You can login to linux_me
sudo docker-compose exec linux_me bash
Confirm that IPTables was actually updated by Ansible:
[root@linux_me /]# iptables --line-numbers -L INPUT -n
Chain INPUT (policy ACCEPT)
num target prot opt source destination
1 DROP tcp -- 127.0.0.1 0.0.0.0/0 tcp dpt:2001
[root@linux_me /]#
Now we have an end-to-end Ansible solution like this:
In the next steps we will add MSactivator™ in the picture.
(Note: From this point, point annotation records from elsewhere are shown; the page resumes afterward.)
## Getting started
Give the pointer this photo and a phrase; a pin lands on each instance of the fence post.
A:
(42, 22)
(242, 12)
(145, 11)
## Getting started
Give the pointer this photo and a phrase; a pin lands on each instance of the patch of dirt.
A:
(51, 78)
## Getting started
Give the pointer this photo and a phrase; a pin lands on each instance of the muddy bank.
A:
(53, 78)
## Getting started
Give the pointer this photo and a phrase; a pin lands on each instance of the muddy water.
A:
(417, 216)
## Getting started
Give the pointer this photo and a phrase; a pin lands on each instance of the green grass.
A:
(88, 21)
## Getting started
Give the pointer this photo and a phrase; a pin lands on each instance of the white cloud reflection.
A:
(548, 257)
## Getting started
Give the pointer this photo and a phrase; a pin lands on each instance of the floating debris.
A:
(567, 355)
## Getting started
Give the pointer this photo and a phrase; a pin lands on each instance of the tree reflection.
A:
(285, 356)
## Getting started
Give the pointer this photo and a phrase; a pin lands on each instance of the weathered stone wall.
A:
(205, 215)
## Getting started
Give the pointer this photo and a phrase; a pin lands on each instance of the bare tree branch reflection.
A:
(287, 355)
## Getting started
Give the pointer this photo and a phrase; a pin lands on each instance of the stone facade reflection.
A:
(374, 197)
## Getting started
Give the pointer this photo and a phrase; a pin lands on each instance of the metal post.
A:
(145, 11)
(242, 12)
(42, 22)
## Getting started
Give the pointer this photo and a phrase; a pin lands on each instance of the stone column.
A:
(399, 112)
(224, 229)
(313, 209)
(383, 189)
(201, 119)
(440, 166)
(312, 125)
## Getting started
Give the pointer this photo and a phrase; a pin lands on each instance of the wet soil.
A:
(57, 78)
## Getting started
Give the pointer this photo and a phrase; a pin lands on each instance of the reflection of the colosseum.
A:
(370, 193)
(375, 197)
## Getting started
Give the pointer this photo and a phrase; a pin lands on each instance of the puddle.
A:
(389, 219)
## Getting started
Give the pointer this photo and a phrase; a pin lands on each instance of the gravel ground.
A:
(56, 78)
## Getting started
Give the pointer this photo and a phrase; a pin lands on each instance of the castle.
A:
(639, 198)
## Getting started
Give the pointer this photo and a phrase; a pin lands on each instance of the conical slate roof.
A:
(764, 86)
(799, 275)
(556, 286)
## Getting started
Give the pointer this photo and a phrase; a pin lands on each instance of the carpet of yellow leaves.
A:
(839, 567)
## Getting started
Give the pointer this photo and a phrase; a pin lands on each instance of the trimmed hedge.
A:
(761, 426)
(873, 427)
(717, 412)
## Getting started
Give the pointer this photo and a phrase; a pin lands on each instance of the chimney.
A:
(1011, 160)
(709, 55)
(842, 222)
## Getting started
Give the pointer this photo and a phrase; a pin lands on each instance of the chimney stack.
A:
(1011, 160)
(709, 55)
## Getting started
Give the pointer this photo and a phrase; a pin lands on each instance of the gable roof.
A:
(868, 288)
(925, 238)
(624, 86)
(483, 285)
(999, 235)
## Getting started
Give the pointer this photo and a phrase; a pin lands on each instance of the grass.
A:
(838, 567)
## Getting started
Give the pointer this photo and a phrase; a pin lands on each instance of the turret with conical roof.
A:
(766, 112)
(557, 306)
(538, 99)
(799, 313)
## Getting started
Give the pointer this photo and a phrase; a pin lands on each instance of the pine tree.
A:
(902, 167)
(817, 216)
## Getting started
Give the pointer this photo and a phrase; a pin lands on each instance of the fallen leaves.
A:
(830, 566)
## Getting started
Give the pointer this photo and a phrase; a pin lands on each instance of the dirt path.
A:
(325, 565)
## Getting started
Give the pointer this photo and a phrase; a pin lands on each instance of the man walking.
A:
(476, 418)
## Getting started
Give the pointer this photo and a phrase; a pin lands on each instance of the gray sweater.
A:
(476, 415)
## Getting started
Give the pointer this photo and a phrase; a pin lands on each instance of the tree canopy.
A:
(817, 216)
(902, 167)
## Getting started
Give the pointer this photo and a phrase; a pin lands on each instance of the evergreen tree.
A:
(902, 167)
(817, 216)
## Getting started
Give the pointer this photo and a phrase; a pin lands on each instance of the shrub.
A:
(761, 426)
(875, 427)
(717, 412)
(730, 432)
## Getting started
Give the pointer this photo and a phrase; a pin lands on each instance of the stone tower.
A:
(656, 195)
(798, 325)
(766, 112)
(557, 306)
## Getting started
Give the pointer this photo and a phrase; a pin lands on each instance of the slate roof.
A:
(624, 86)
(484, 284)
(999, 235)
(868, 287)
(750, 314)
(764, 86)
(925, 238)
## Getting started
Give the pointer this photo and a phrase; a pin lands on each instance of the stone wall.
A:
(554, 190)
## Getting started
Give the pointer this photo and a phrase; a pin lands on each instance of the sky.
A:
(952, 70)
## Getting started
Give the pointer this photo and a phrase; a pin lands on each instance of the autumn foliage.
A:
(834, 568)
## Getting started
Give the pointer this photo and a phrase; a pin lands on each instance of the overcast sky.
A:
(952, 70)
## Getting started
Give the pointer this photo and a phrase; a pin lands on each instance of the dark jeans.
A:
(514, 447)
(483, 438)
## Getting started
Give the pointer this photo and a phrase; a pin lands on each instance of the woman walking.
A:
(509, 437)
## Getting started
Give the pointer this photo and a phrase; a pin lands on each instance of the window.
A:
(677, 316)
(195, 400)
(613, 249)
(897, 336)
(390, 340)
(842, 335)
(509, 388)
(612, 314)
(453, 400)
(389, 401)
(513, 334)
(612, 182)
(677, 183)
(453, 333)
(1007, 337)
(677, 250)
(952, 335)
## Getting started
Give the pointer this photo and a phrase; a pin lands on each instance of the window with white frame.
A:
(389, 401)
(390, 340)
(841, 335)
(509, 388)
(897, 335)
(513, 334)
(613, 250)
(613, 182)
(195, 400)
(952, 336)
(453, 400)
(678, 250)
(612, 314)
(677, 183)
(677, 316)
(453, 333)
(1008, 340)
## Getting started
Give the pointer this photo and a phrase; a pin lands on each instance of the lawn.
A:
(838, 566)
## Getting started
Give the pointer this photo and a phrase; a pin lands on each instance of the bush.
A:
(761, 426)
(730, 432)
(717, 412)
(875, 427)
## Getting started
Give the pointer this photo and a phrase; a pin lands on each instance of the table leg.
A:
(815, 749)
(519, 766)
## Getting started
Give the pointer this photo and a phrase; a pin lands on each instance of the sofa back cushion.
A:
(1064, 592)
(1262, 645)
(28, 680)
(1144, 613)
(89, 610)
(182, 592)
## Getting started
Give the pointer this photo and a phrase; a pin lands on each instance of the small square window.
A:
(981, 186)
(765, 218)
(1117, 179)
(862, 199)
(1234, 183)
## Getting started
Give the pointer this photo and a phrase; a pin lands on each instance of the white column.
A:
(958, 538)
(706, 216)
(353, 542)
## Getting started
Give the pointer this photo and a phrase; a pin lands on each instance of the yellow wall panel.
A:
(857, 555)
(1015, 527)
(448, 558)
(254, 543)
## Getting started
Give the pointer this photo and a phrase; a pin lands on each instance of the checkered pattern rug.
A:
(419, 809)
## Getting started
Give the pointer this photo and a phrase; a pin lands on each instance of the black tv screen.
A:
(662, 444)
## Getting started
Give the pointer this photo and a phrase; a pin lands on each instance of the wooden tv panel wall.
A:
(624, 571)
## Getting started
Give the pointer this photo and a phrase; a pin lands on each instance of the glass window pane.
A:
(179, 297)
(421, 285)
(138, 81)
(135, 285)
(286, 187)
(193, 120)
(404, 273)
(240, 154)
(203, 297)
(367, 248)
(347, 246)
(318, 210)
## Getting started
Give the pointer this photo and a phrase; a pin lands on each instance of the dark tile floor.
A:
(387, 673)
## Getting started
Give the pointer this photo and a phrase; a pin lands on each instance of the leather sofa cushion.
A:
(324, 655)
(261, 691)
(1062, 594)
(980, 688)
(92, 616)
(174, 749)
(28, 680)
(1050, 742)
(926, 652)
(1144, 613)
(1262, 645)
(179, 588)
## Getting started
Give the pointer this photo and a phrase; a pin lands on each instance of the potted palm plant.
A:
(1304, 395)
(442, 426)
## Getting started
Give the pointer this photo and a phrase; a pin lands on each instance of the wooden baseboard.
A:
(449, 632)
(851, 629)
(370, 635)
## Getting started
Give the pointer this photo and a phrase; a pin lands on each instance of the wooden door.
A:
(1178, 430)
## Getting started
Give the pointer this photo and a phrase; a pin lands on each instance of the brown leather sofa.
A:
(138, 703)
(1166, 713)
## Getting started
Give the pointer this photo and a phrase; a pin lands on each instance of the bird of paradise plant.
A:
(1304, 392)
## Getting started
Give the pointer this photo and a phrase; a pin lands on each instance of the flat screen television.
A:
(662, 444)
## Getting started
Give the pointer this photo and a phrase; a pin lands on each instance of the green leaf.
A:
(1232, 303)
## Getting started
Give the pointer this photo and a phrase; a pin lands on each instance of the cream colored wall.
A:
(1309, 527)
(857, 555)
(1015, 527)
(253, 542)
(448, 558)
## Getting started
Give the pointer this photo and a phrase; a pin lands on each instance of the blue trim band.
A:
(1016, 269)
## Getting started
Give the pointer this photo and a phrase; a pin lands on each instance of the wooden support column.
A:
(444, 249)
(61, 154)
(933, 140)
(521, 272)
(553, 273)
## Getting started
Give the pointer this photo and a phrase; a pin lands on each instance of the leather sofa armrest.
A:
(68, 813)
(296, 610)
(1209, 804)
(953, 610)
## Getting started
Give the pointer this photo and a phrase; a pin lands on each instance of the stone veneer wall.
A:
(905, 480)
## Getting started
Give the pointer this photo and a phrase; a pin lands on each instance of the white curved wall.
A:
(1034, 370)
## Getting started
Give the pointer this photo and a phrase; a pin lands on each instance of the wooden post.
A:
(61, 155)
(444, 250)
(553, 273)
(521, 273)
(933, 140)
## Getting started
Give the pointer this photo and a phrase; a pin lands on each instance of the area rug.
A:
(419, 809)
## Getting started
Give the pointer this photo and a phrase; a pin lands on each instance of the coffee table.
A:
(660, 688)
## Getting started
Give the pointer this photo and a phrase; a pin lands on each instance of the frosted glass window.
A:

Build the AnsibleService microservice
We will now design a new microservice, "AnsibleService", that will call the linux_firewall_creation.yml
(or any other) playbook we wish from inside MSactivator™, resulting in an improved architecture like this:
Create a new microservice
Start by creating a new microservice with the following definition
Variables
-
object_id (Autoincrement)
-
playbook_path (String)
-
extra_vars (String)
-
extra_vars.0.var_name (String array)
-
extra_vars_res (String)
The CREATE command
This command calls the playbook. Here is the code for that (its quite simple):
sudo ansible-playbook {$params.playbook_path} --extra-vars {$params.extra_vars}
The IMPORT command
The IMPORT command lists the playbooks in the directory, along with the extra_vars per playbook, using the following command:
$ docker-compose -f docker-compose.yml -f lab/ansible/docker-compose.yml exec ansible_me bash [root@ansible_me /]# for file in /opt/playbooks/*; do echo $file; cat $file | shyaml get-values-0 0.vars_prompt |while IFS='' read -r -d '' row; do echo "$row";done | grep -E "name:"; done /opt/playbooks/linux_firewall_creation.yml name: dport name: ip
^(?<playbook_path>\S+[^/]+?\.yml)*$
^\S+?:\s+?(?<var_name>\S+)$
{assign var='line' value=''}
{foreach from=$params.extra_vars key=number item = varname}
{assign var var='temp' value=$varname.var_name}
{$line = "$line $temp"}
{/foreach}
{assign_object_variable var='extra_vars_res' value=$line}
Calling the AnsibleService microservice from a Python workflow
There is a Python workflow available for calling the AnsibleService as part of the OpenMSA WF repo, you can find that here: https://github.com/openmsa/Workflows/tree/master/Ansible/Firewall_Management
The key part of that WF is where we call the AnsibleService microservice in the task code for creating a new firewall rule like so:
Add_Firewall_rule_Add_Rule.py
# build the Microservice JSON params for the CREATE
micro_service_vars_array = {
"playbook_path": "/opt/playbooks/linux_firewall_creation.yml",
"extra_vars": "\"dport="+context['dst_port']+" ip="+context['src_ip']+"\""
}
playbook = {"AnsiblePlaybook": {"":micro_service_vars_array}}
You can change that WF code to point to any playbook you wish.
Calling the AnsibleService workflow from the BPM
Once you have installed the Python workflow from the previous section, you can then call the workflow from any new BPM in the usual way (just drag and drop in your workflow into the BPM flow).